Each object is a few MB (depending on your data volume) of compressed Parquet – small enough to load incrementally, partitioned enough to query selectively.
Turning it on
Export is opt-in and configured with global variables, with per-module overrides if you only want some tables out. The two you’ll set first:
GCS_EXPORT_ENABLED: "true" # master switch GCS_EXPORT_BUCKET: "my-ga4-export" # bucket name only - no gs://, no trailing slash
From there you can scope the export per module rather than shipping the whole model. The prerequisites – bucket, permissions for the Dataform service account, and the per-module settings – are written up in full in the guide.
👉 Export to GCS – full guide in the docs
Querying it downstream
Once the Parquet is in the bucket, it’s just files – consume them however your platform prefers:
- Snowflake: point an external stage / external table at the bucket prefix.
- Databricks / Spark: read the path directly; the
event_datepartitions are picked up automatically. - BigLake: register the bucket as a BigLake table and keep governing it from BigQuery.

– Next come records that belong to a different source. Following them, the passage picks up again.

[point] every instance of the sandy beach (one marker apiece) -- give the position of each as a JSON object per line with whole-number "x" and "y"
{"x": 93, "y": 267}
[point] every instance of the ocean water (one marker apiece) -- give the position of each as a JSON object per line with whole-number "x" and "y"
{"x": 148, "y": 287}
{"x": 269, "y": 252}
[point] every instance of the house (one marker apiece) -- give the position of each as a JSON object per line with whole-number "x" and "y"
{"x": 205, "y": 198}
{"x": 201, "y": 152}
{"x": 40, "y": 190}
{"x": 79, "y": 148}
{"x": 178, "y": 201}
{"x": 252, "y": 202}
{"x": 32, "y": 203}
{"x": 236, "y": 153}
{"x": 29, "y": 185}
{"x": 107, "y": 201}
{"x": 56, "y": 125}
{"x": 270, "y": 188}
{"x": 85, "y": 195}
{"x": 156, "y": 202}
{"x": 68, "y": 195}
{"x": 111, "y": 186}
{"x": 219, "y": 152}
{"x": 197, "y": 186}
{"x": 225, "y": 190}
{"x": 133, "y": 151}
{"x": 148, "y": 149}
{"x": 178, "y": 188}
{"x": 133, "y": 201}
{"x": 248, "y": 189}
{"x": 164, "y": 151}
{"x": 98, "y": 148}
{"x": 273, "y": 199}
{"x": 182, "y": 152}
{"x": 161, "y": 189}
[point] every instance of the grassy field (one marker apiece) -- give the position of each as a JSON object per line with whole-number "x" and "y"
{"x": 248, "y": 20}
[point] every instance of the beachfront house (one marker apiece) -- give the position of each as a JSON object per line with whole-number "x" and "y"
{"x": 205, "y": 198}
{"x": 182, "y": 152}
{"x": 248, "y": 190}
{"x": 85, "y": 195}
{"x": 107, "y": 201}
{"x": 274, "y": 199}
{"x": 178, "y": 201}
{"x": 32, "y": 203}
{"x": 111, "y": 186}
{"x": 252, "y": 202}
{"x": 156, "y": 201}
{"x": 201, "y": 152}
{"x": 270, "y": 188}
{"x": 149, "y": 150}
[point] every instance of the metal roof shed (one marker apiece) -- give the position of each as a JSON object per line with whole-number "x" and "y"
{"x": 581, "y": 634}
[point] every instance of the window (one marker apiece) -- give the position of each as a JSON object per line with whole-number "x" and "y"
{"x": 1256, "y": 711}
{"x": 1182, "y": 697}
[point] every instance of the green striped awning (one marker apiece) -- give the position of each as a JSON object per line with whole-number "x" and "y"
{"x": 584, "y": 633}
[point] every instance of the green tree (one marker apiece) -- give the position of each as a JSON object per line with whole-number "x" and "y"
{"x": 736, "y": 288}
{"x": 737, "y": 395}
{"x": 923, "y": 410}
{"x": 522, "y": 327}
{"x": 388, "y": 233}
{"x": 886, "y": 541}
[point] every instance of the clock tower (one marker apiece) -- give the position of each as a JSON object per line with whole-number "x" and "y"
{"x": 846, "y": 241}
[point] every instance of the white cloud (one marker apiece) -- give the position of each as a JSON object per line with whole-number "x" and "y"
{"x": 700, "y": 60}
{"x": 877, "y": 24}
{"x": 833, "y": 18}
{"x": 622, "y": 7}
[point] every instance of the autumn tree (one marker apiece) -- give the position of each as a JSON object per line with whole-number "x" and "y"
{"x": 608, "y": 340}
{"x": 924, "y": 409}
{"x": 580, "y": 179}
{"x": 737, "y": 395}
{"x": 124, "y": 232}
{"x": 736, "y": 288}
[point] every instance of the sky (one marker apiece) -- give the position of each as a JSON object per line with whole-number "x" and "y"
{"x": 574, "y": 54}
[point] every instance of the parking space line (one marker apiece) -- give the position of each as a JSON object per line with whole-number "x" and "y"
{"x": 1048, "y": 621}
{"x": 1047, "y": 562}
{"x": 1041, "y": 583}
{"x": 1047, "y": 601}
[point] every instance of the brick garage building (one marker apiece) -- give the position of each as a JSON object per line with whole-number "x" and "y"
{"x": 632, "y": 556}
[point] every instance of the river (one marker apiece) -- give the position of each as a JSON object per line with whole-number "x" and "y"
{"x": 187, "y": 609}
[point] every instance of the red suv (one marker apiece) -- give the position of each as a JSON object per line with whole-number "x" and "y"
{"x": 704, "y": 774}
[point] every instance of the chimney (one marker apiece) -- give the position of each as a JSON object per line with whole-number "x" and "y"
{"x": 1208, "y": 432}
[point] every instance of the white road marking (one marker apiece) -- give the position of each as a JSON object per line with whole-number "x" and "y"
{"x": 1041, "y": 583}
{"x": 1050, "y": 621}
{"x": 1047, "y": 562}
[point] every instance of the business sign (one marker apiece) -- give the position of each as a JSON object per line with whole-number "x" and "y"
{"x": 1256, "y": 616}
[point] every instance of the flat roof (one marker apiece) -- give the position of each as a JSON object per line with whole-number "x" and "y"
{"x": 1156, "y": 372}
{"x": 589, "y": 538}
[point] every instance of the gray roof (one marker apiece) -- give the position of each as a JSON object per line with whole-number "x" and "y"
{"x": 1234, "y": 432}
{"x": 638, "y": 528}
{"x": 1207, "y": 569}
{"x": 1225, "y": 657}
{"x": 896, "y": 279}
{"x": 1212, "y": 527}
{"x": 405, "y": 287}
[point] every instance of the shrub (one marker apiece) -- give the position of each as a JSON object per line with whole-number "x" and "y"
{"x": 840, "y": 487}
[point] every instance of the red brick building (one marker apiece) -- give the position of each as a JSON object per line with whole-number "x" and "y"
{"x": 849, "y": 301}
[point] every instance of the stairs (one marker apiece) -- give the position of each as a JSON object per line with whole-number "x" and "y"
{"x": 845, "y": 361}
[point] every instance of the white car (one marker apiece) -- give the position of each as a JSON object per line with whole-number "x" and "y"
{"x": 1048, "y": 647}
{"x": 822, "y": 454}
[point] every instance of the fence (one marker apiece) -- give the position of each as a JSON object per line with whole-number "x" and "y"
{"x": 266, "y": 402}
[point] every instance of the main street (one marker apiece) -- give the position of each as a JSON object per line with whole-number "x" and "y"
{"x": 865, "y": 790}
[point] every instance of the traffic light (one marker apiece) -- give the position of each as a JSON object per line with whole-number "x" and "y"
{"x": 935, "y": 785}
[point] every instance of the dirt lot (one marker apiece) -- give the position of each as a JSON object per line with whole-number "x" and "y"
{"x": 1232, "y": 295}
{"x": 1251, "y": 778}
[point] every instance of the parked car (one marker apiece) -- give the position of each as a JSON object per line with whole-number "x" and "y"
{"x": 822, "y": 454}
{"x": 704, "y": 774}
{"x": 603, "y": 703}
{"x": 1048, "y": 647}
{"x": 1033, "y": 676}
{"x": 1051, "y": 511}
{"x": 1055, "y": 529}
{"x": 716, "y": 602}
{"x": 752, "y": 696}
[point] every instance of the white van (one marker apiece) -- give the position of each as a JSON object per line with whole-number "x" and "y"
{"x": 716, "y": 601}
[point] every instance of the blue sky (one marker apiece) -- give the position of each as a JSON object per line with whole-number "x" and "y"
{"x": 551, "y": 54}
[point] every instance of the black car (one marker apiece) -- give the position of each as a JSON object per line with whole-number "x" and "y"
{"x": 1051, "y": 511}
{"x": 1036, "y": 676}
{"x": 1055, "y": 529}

- AWS / Azure / anything else: copy the objects across and load them like any other Parquet.
The data stays modelled. You’re loading finished events, sessions and transactions tables – not raw GA4 that you then have to flatten and clean a second time.

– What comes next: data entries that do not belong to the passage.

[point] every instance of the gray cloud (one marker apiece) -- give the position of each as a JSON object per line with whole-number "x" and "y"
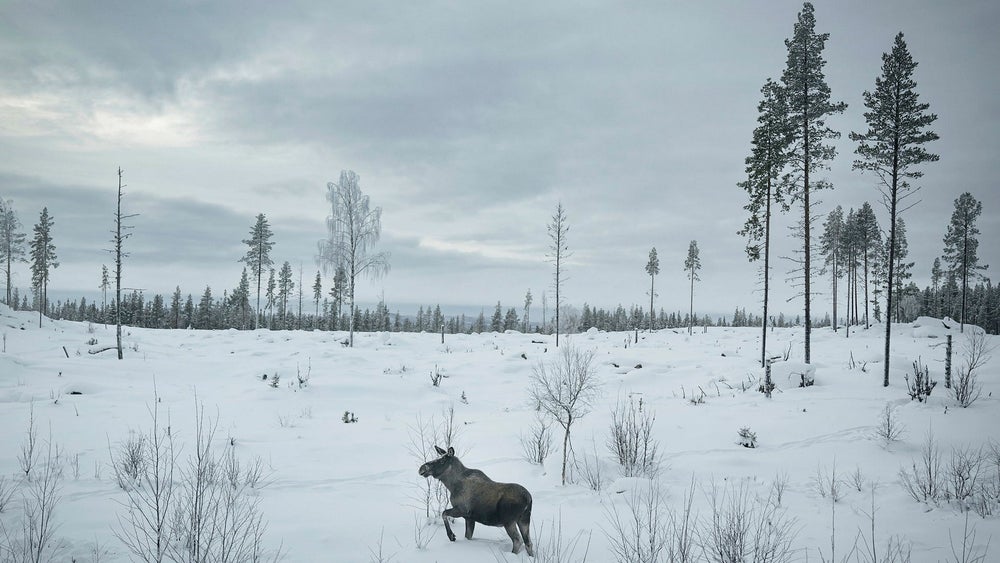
{"x": 467, "y": 123}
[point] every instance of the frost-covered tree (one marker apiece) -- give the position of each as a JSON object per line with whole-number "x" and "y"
{"x": 961, "y": 245}
{"x": 764, "y": 166}
{"x": 258, "y": 256}
{"x": 285, "y": 287}
{"x": 317, "y": 294}
{"x": 892, "y": 148}
{"x": 353, "y": 229}
{"x": 870, "y": 240}
{"x": 11, "y": 244}
{"x": 902, "y": 270}
{"x": 527, "y": 309}
{"x": 558, "y": 253}
{"x": 43, "y": 259}
{"x": 118, "y": 236}
{"x": 831, "y": 242}
{"x": 809, "y": 106}
{"x": 652, "y": 268}
{"x": 691, "y": 265}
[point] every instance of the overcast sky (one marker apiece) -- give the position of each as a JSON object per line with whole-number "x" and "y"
{"x": 467, "y": 123}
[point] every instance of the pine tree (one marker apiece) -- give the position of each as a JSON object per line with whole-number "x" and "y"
{"x": 830, "y": 246}
{"x": 892, "y": 147}
{"x": 496, "y": 323}
{"x": 961, "y": 245}
{"x": 43, "y": 260}
{"x": 258, "y": 256}
{"x": 768, "y": 157}
{"x": 175, "y": 308}
{"x": 11, "y": 245}
{"x": 691, "y": 265}
{"x": 205, "y": 311}
{"x": 902, "y": 270}
{"x": 870, "y": 241}
{"x": 317, "y": 295}
{"x": 271, "y": 297}
{"x": 285, "y": 287}
{"x": 808, "y": 107}
{"x": 527, "y": 309}
{"x": 652, "y": 268}
{"x": 558, "y": 253}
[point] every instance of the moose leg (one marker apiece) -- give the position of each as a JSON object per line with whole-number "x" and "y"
{"x": 514, "y": 536}
{"x": 470, "y": 525}
{"x": 523, "y": 525}
{"x": 450, "y": 513}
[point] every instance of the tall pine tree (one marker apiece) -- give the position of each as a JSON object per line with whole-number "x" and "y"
{"x": 43, "y": 260}
{"x": 768, "y": 157}
{"x": 808, "y": 107}
{"x": 258, "y": 255}
{"x": 961, "y": 245}
{"x": 892, "y": 147}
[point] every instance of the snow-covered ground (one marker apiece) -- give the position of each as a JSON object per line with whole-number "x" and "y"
{"x": 337, "y": 490}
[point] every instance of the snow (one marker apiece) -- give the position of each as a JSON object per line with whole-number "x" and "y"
{"x": 335, "y": 489}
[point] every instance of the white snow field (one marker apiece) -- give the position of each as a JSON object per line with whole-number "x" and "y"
{"x": 341, "y": 492}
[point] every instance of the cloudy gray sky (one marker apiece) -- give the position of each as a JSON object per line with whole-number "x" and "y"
{"x": 467, "y": 122}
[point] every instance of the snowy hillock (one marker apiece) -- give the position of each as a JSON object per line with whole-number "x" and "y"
{"x": 335, "y": 435}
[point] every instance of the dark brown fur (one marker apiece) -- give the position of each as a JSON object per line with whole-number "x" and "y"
{"x": 477, "y": 498}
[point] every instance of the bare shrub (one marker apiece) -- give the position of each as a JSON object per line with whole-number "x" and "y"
{"x": 631, "y": 439}
{"x": 648, "y": 531}
{"x": 553, "y": 545}
{"x": 432, "y": 496}
{"x": 778, "y": 486}
{"x": 888, "y": 429}
{"x": 919, "y": 386}
{"x": 27, "y": 455}
{"x": 962, "y": 473}
{"x": 565, "y": 389}
{"x": 896, "y": 550}
{"x": 966, "y": 387}
{"x": 923, "y": 481}
{"x": 828, "y": 484}
{"x": 34, "y": 541}
{"x": 744, "y": 528}
{"x": 967, "y": 551}
{"x": 536, "y": 445}
{"x": 590, "y": 469}
{"x": 129, "y": 463}
{"x": 7, "y": 489}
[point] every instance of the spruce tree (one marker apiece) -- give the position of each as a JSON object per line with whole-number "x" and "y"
{"x": 691, "y": 265}
{"x": 870, "y": 240}
{"x": 892, "y": 147}
{"x": 961, "y": 245}
{"x": 258, "y": 256}
{"x": 652, "y": 268}
{"x": 830, "y": 245}
{"x": 11, "y": 245}
{"x": 809, "y": 106}
{"x": 767, "y": 159}
{"x": 43, "y": 260}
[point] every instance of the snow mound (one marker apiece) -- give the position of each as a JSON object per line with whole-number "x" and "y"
{"x": 792, "y": 371}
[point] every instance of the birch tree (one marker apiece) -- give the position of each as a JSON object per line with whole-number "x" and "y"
{"x": 353, "y": 229}
{"x": 558, "y": 253}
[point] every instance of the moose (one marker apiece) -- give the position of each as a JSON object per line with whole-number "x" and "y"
{"x": 477, "y": 498}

Does the export match the source?
Yes – and that was a release requirement, not an afterthought. We ran a row-for-row parity check between the BigQuery tables and the exported Parquet: exact match. What’s in the bucket is what’s in the model.
A note on cost
Two honest line items. The export runs as BigQuery extract jobs, so it processes additional data at each run. And the Parquet then lives in Cloud Storage, which costs storage like any bucket. Both are modest at usual GA4 scale and far below the cost of maintaining a second copy of the model – but they’re real, so plan for them.
Availability
Export to Google Cloud Storage is available now in GA4Dataform Premium (v2.2.6). It’s opt-in – existing installs are untouched until you set the variables. Full setup is in the docs guide.